Elaborating, O’Farrill said, “I think unconsciously some of the dark humor of [Miss Lonelyhearts] found its way into this band’s repertoire and interplay and instigated the idea of writing music based directly on books and other things. We have a piece on the album called ‘The Stranger’ [based on the Camus novel] and I just recently wrote a piece called ‘Paul Morel’ about the character from D.H. Lawrence’s Sons and Lovers.
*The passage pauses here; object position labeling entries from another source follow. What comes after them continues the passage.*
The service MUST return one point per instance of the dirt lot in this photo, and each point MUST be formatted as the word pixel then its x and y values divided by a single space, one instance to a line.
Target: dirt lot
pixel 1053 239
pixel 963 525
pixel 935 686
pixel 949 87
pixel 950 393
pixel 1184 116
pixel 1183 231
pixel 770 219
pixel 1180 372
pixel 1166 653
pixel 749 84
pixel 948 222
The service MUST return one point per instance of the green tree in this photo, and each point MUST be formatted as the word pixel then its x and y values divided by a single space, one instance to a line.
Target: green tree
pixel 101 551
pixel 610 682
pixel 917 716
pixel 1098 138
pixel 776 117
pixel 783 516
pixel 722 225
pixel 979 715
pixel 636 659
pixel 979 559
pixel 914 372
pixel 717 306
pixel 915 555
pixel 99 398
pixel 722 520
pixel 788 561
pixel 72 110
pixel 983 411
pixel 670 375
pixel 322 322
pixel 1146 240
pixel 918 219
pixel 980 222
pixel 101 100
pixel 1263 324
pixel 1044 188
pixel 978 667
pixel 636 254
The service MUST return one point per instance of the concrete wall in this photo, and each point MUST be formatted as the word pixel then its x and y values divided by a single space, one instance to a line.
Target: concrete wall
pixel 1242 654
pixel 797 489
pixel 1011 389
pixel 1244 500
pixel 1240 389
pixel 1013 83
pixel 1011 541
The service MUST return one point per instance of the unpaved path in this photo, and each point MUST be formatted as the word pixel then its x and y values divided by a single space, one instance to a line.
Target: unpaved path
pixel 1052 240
Every art form derives from another art form: so much of music derives from dance and theater. Going back to the global traditions of oral storytelling. There’s an endless pool of resources.”

O’Farrill talked about the planned setlist for his visit. “It’s going to be a pretty deep mix, actually. We have another album releasing in the beginning of June on Fabian Almazan’s label, Biophilia: El Makech. The Makech is a beetle found in certain parts of Central and South America that people attach jewels to and wear as living jewelry. We’re playing stuff off of that which includes a few tunes derived from Mexican culture: we have a song I transcribed from a recording of an indigenous tribe in Sonora, the Seri. I arranged a Yucatan folk song. We have a new piece inspired by Frida Kahlo’s painting Henry Ford Hospital. A cover of a Gabriel Garzon-Montano song. We also have enough material for a third album at this point; it’s still being worked on. A lot of music I’m writing inspired by two weeks I spent on a farm in Maine last summer. And songs from the first record.”

Talking about the full plate of his agenda, O’Farrill said, “After Columbus, we’re going to Detroit to play Trinosophes on a double bill with the great Detroit saxophonist Marcus Elliot and we’re going to do a few workshops there. Next is Milwaukee where we’re going to play Jazz Estate. Then we finish this tour in Chicago; we’re playing Constellation on a bill with the vibraphonist Joel Ross who I first played with in High School and I don’t think we’ve played at all since he moved to New York. So the first time playing in years will be in his hometown.”

Don’t miss one of the brightest comets shooting across the jazz sky in one of Columbus’ best sounding rooms.